Oil in the well

 
By Deepa Kozhisseri
Last Updated: Saturday 04 July 2015

Farmers near the pond had to stop cultivation (Credit: DEEPA KOZHISSERI)Company chokes water supply of 25 families in Karnataka

Kamala Shetty, resident of Kuthethoor village in Mangalore, was distressed when she looked into her well on a sunny April morning. The water, she found, was laced with oil. It's been over a month now; the oil is still there, and she has to walk several kilometres every day to fetch water from wells further off in the village. Like Kamala, 24 other families are also suffering the consequence of oil contamination by the Mangalore Refinery Petroleum Ltd. "The company promised to clean our wells, but it has not done that yet," said Kamala.

The company admitted oil had seeped into a pond, the source of water for people and their farms. Alwyn D'Souza of Kuthethoor said the com-pany had put charcoal to clean the pond but signs of contamination were visible. He added the company had failed to check leaks in the past 10 years.

The present seepage, however, may be due to a leakage in 1998, said Sharath Chandra, chairperson of the Karnataka State Pollution Control Board. "The leakage resurfaces chronically. We have asked the company to take up a study to trace the source of the leakage. The report is due soon,'' he said. The company has commissioned the study to the National Geographic Research Institute in Hyderabad.

After the seepage last month, the villagers complained to the district commissioner, who issued show-cause notice to the company and directed it to pay for drinking water to the 25 families. Last year too, people had filed a public nuisance case against the company. That, clubbed with this year's nuisance, makes it two cases against the company, said V Ponnuraj, the district commissioner. "We are writing to the pollution control board to depute experts for an independent assessment for the next course of action."

In 2005, the Supreme Court Empowered Committee on Hazardous Wastes had visited the plant and recommended disposal measures. A report by the pollution control board showed the plant had not fully heeded the recommendations.

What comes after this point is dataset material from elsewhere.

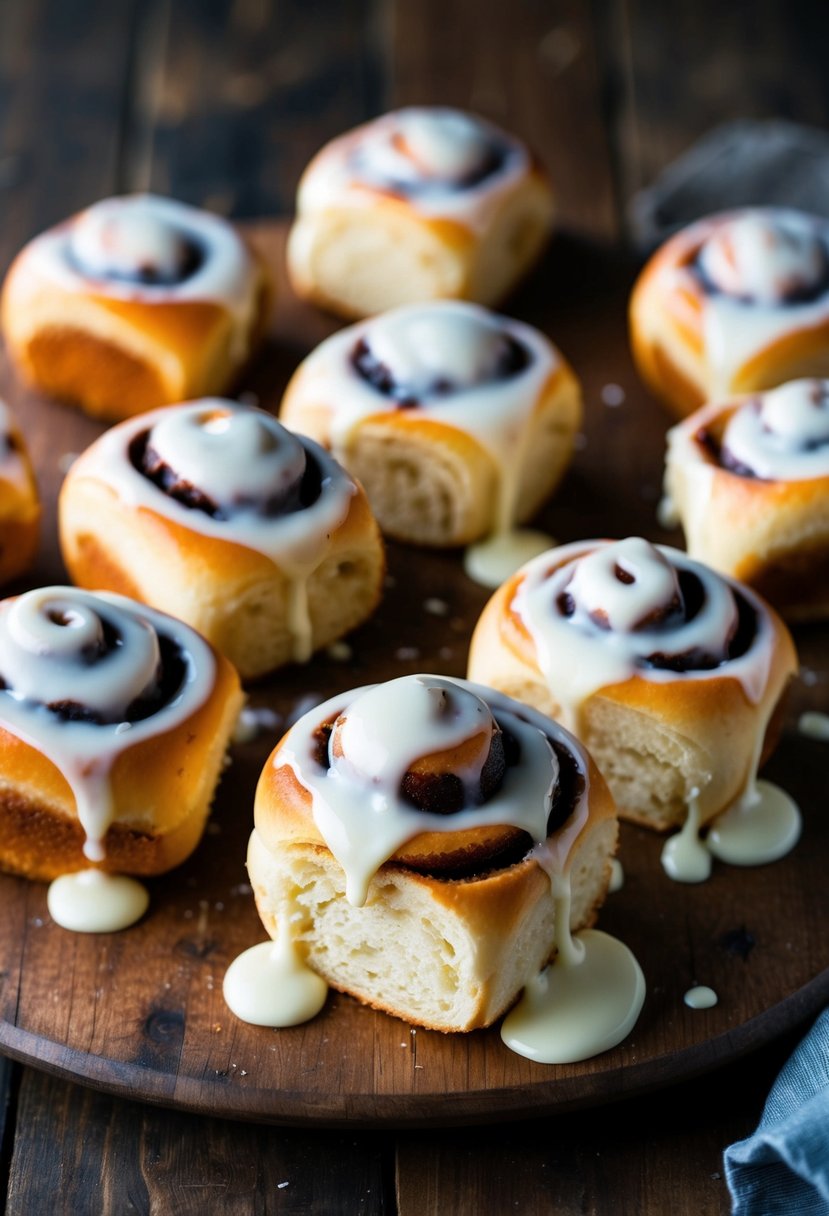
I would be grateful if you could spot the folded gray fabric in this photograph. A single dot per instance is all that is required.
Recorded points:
(784, 1166)
(738, 164)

The company maintained it was taking corrective measures such as funding the panchayat to lay pipelines, provide tanks and tankers to meet villagers' water requirement. "As a long-term measure, we are planning to lay a pipeline from our refinery that gets water from the Sarpadi dam to the 25 affected homes," said Lekshmi Kumaran, deputy general manager, communications.

Acknowledging the problem, Kumaran said, "We are the only refinery in the country above sea level. With leakage, it reappears in the water channel." Unable to identify the source of the leak, the company, as a temporary measure, had covered soil around the pond with sand and carbon.

The company purchased the land, including the pond, in 1993. But the family, which parted with about three hectares and the pond, is a worried lot. "The company has not given us the promised compensation of Rs 65,000 per acre and our well being depends on the pond's health," said Preethi, whose family gave away land for the refinery.

Sceptical of the company's plans, the villagers said water was their immediate need. Besides, they have had to stop activities around the pond. Thomas Fernandes who lives close to the pond stopped cultivating paddy in his one hectare because of poor yield.

While Kuthethoor villagers are dealing with oil contamination in their water, fishers at Chitrapur don't know what to do with a tar-like substance that is washed ashore every year during monsoon. The company pumps effluents into the sea at Chitrapur. Fishers said the catch in the area had reduced. They suspect the company is responsible but no one is sure. The New Mangalore Port Trust sent samples to the National Institute of Technology Karnataka, which found the tar like substance had high sulphur content, an end product of petroleum. "But we are yet to discover the source," said an official of the technology institute, on condition of anonymity. The National Institute of Oceanography in Goa is also studying the samples. Kumaran of the Mangalore Refinery Petroleum Ltd clarified the tarlike substance was not a result of their processes.

Villagers are equally worried about the company expanding its operations under the Mangalore special economic zone, which entails an expanded refinery and more petrochemical units among other plans.

For the villagers, said Preethi, it means more trouble.